Les espaces souvent qualifiés de « ruraux » par les acteurs publics sont plutôt des espaces urbains, car inscrits dans le processus de différenciation lié à l’urbanisation intégrale de la société française, mais à faible densité. Certains connaissent un véritable regain démographique lié à leur bonne et efficace insertion, fût-ce à distance, dans des systèmes métropolisés : on trouve dans ce groupe les communes dites « rurales sous influence urbaine », connectées aux logiques périurbaines, notamment dans le cas de la présence d’un « nœud » routier, ferroviaire ou commercial. Un deuxième type d’espaces à faible densité, qualifié de « rural isolé », correspond à ce que j’appelle l’« hypo-urbain », à faible densité de population et avec plus faible entraînement de l’urbanisation – en raison de l’éloignement ou/et de la faiblesse relative de la ville principale la plus proche.
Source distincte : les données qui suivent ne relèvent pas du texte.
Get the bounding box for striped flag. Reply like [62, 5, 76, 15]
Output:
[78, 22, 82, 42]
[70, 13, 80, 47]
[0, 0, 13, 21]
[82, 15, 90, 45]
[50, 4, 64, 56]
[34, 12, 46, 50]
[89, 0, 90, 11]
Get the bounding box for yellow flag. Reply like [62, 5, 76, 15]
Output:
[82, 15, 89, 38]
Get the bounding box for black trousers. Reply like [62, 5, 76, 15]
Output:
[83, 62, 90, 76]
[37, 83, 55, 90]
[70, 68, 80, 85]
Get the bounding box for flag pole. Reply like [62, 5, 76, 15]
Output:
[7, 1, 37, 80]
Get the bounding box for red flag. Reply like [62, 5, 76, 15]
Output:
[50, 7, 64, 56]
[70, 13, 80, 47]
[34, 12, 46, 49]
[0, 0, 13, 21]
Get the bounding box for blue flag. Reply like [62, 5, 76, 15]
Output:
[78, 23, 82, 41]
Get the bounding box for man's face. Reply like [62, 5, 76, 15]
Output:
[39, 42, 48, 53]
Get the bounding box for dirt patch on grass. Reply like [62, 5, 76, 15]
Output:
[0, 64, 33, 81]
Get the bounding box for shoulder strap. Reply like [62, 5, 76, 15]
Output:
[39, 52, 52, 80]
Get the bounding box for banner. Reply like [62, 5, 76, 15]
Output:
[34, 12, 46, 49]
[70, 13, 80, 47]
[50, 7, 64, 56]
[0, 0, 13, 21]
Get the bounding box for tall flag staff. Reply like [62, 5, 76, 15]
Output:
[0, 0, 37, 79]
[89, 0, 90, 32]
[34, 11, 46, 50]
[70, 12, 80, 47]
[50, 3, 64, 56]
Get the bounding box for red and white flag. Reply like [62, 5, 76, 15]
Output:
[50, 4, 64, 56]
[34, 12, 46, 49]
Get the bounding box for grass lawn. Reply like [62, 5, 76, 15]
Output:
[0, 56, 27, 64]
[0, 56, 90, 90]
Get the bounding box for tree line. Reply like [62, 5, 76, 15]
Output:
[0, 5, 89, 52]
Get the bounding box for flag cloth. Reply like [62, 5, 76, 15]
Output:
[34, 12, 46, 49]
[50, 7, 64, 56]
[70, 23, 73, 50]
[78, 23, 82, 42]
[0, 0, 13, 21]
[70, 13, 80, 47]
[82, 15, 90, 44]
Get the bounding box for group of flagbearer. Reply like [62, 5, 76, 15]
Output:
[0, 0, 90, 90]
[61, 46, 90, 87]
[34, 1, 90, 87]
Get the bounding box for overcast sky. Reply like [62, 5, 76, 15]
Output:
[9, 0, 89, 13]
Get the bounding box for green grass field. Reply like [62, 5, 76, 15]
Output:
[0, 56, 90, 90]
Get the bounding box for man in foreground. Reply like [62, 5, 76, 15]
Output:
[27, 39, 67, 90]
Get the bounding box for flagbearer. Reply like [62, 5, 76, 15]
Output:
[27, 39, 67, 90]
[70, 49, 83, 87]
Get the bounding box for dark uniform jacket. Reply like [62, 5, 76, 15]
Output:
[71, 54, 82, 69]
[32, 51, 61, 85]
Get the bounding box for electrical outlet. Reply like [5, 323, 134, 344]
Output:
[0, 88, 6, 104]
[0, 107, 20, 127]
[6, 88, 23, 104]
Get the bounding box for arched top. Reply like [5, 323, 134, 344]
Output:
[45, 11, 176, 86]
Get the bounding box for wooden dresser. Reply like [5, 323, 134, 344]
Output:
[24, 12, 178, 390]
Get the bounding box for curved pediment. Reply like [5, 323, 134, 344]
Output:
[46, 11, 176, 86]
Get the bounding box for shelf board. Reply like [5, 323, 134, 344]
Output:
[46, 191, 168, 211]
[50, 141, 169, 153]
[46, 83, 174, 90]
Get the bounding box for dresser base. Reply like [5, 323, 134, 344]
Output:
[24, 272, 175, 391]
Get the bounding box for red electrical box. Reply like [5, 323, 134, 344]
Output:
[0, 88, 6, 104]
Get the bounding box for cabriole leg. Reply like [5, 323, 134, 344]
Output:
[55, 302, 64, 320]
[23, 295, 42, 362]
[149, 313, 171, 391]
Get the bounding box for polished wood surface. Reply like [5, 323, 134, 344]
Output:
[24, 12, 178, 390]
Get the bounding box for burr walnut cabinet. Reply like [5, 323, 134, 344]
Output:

La plupart des espaces ruraux, mêmes hypo-urbains, sont connectés à deux dynamiques : une première liée à l’arrivée des retraités et à la présence des résidences secondaires, et une autre touristique. En France, très peu de communes ne sont pas, d’une manière ou d’une autre, concernées par la rente touristique. Ce qui nuance la notion d’isolement : le tourisme suppose un minimum de connexion au réseau urbain. Il existe cependant des communes, souvent peu peuplées et avec peu d’équipements qui restent de facto assez à l’écart.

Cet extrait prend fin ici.